Innolith Launches to Redefine Power Storage Market
Innolith AG, a Swiss battery technology company, has been launched to commercialize an innovative battery technology platform to solve the world's electrical power challenges. The low cost-per-cycle batteries will stabilize electricity grids against blackouts, support integration of renewables, recharge the rapidly growing fleets of electric vehicles and enable reliable electrical power in energy-poor countries.
Based in Basel, Switzerland, Innolith has its principal Research & Development Center in Bruchsal, Germany, where 60 chemists, engineers and technicians have perfected the new battery platform. The company has acquired IP formerly developed and owned by now-bankrupt Alevo.
The Innolith batteries use an unconventional inorganic electrolyte that delivers far greater durability, but also ensures a safer battery that is fundamentally non-flammable. This is in contrast to organic Li-ion batteries that have limited usable lives and have caused multiple fires in consumer devices and grid applications.
Based in Basel, Switzerland, Innolith has its principal Research & Development Centre in Bruchsal, Germany, where 60 chemists, engineers and technicians have perfected the new battery platform.
Innolith has created an entirely new rechargeable battery technology platform based on inorganic electrolyte. Innolith has built batteries which have been tested over 50,000 cycles at half-hour charge / half-hour discharge with 0 to 100% depth of discharge.
The inorganic electrolyte also means that the batteries are non-combustible and therefore much safer than the highly flammable organic Li-ion batteries in widespread use today.

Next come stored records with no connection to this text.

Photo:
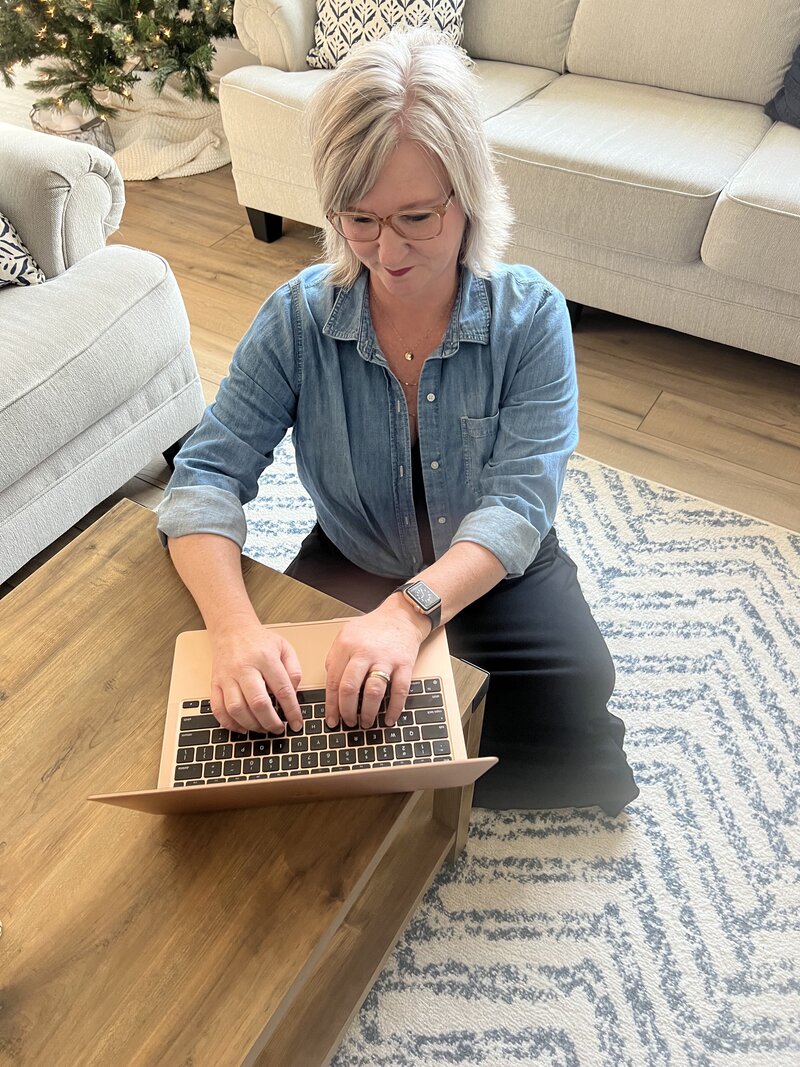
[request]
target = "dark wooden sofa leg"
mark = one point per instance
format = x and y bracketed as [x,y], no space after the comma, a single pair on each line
[173,450]
[266,227]
[575,312]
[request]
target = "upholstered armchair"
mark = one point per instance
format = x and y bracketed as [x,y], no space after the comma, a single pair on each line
[97,377]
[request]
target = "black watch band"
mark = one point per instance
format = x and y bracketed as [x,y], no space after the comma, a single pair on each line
[424,600]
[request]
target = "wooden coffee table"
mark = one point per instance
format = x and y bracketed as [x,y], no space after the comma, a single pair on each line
[236,938]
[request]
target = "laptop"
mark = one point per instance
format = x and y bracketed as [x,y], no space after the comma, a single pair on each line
[205,767]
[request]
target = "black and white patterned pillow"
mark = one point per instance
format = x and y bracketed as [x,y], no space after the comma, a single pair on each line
[17,266]
[344,24]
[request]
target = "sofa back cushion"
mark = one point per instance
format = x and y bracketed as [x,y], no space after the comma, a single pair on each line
[732,49]
[531,32]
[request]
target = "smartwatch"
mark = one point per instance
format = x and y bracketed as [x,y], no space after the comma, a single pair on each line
[424,600]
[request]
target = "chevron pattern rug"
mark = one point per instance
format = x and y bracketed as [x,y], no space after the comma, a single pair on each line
[670,936]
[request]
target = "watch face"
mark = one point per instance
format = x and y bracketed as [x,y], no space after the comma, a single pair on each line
[424,595]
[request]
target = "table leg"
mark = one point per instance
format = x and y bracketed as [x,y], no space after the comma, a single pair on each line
[452,807]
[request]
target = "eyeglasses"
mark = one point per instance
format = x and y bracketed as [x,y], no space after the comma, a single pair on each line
[414,225]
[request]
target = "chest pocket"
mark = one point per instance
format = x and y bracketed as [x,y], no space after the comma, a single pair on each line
[478,441]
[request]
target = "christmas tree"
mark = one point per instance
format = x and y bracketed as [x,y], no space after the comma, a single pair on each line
[97,46]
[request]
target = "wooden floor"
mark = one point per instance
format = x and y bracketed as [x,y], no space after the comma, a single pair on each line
[715,421]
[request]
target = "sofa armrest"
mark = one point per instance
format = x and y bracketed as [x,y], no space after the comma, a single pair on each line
[280,32]
[64,197]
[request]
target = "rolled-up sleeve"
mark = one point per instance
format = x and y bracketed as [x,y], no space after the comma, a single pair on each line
[521,483]
[217,471]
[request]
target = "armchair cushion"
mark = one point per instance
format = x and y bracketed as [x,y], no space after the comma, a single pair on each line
[17,266]
[340,27]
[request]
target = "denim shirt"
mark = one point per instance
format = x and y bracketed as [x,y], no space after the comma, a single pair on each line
[497,419]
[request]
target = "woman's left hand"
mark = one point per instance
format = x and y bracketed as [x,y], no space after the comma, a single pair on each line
[385,639]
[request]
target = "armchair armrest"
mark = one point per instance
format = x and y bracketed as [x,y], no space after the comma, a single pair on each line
[280,32]
[64,197]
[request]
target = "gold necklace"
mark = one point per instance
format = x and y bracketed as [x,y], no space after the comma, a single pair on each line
[409,354]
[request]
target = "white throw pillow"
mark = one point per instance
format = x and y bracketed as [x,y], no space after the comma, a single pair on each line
[344,24]
[17,266]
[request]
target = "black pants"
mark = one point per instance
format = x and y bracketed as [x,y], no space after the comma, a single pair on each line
[550,678]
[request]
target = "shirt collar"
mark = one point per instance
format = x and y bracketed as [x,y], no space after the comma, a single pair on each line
[349,318]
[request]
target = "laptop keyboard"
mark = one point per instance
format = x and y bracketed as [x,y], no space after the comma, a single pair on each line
[208,753]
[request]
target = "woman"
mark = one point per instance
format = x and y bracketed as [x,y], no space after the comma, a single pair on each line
[433,401]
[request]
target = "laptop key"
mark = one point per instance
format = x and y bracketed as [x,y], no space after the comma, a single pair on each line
[428,700]
[188,771]
[310,696]
[194,737]
[434,731]
[198,722]
[426,715]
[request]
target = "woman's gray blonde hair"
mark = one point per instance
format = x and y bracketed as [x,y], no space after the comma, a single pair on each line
[410,85]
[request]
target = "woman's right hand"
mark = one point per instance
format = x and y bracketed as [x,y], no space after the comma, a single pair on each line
[250,662]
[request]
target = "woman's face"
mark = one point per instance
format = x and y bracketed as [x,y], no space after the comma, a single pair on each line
[403,269]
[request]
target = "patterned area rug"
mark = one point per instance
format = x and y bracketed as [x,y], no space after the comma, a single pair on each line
[669,936]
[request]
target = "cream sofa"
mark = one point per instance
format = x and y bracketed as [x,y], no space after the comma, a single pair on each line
[96,373]
[645,176]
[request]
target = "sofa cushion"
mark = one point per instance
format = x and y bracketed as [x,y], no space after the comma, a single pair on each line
[532,32]
[732,49]
[339,26]
[629,168]
[17,266]
[785,106]
[754,229]
[85,354]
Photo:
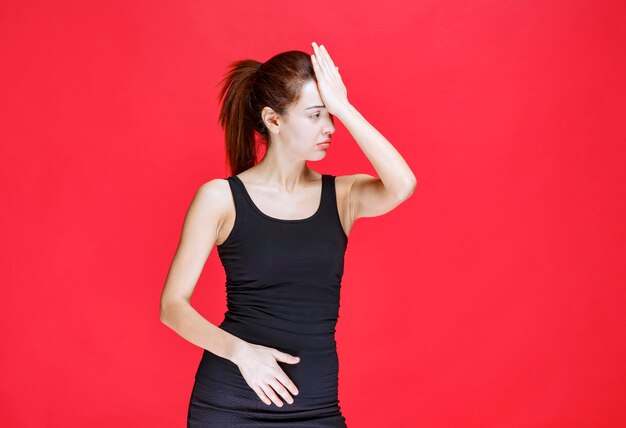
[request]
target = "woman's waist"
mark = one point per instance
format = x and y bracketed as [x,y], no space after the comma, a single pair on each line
[315,376]
[284,336]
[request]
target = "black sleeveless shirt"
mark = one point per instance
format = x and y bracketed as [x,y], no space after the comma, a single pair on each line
[283,280]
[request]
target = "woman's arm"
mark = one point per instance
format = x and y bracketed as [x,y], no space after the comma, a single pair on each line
[198,237]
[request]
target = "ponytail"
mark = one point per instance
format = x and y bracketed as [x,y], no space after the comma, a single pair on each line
[235,115]
[247,87]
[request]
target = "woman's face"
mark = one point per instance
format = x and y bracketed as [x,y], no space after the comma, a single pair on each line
[307,124]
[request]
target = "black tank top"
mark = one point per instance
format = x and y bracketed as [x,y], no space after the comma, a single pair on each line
[283,280]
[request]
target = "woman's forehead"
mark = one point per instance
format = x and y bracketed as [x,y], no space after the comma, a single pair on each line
[309,96]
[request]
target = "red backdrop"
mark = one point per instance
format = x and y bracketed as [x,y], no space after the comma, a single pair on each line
[493,297]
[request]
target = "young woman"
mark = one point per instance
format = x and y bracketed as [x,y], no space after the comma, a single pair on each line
[281,231]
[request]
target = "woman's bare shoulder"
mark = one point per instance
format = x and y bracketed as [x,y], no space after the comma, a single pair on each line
[215,196]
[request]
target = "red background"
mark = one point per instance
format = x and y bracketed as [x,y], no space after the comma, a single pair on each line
[493,297]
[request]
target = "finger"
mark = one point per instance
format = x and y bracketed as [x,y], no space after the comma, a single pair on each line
[262,395]
[327,55]
[330,67]
[319,56]
[281,390]
[285,380]
[271,394]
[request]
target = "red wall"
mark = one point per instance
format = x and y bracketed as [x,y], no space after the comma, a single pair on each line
[494,297]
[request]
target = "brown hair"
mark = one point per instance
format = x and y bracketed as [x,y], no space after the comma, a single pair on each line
[246,88]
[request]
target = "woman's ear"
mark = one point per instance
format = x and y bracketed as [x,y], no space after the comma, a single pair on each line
[271,119]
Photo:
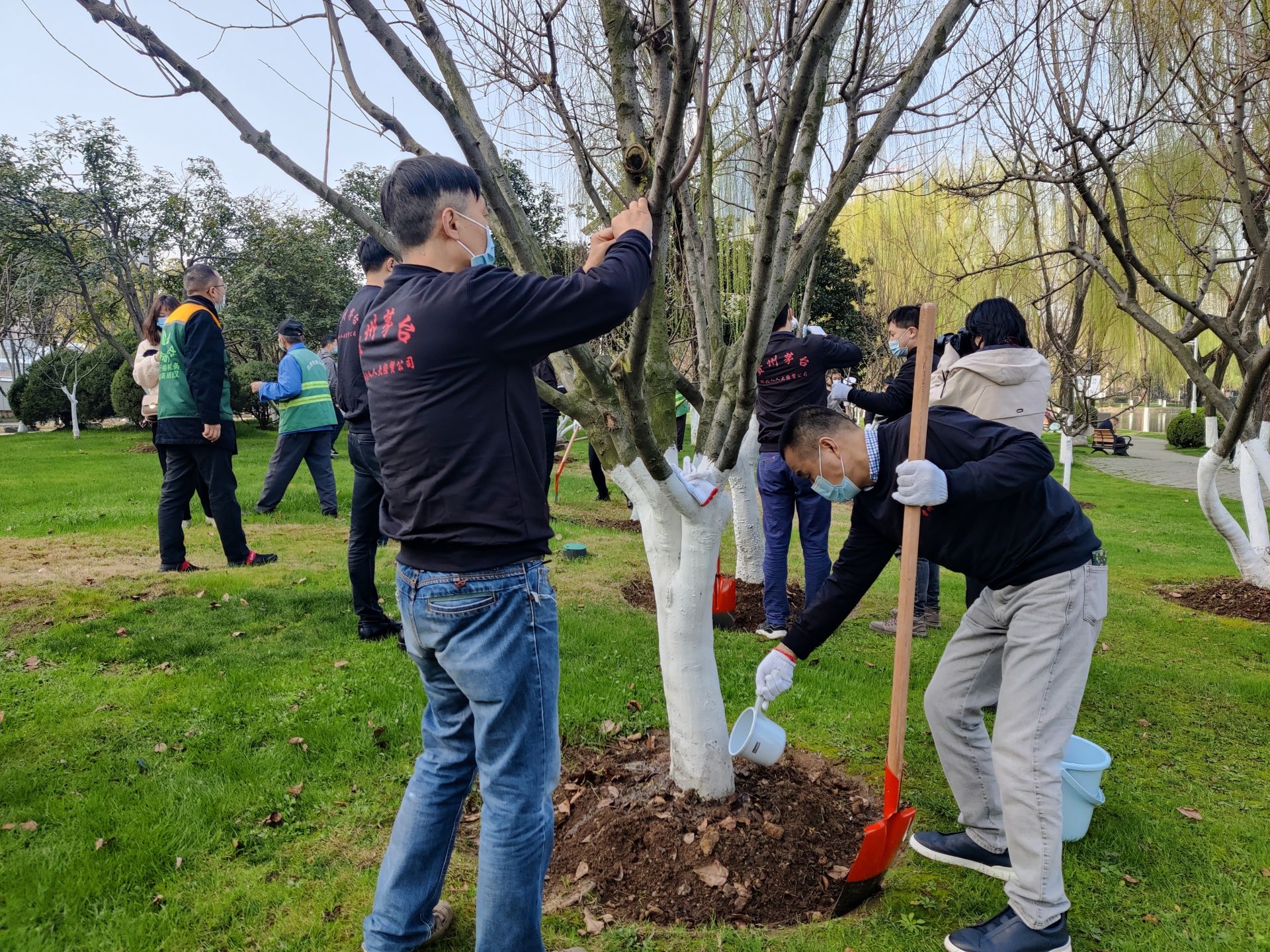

The Innolith technology is already proven through the deployment of a prototype on the US grid, where the Innolith batteries deliver high power and offer a very long lifetime of over 50,000 cycles. This means that the batteries provide a fraction of the cost-per-cycle compared to conventional Li-ion grid batteries while delivering the high power, high cycle grid-regulation services.
"The world has adapted lithium-ion battery technology, which was originally developed for consumer electronic devices, for large grid-scale battery applications. But today's Li-ion batteries are limited in how many recharge cycles they can achieve and have an inherent risk of fire or explosion," explains Alan Greenshields, Board Chairman of Innolith AG.
"What the world needs is a safe battery that can operate over tens of thousands of cycles and still deliver the power needed. Innolith has created such a battery, which has been tested by third party labs and proven commercially in a demanding application," Greenshields continued.
Production of Innolith batteries is expected to commence with production line tests in 2019 and volume production in 2020. Manufacturing and production line automation will be undertaken by specialist partners selected by Innolith.
Greenshields noted, "Battery manufacture is a mature industry and so cell assembly should be carried out by manufacturing experts who can bring their skills and experience to bear to deliver high quality and low costs. Innolith will work with industry leaders to achieve this while focusing its core R&D, product design and specialty chemical skills."
"The demand for a high power, high durability and safe battery is not in doubt," states Sergey Buchin, CEO of Innolith AG. "Our task is to take the technology into large-scale production and we are at an advanced stage in achieving this. We are on track to procure mass production of Innolith's high power battery by 2020. Beyond this, our team of scientists is working on new generations of inorganic batteries that promise to deliver substantial gains in performance."
Innolith will market its batteries through special system integrators and distribution partners. The company will also work with governments and non-governmental organizations for the installation of Innolith batteries as a safe and long-term means of improving fuel efficiency of conventional generation and integrating renewable energy in developing economies.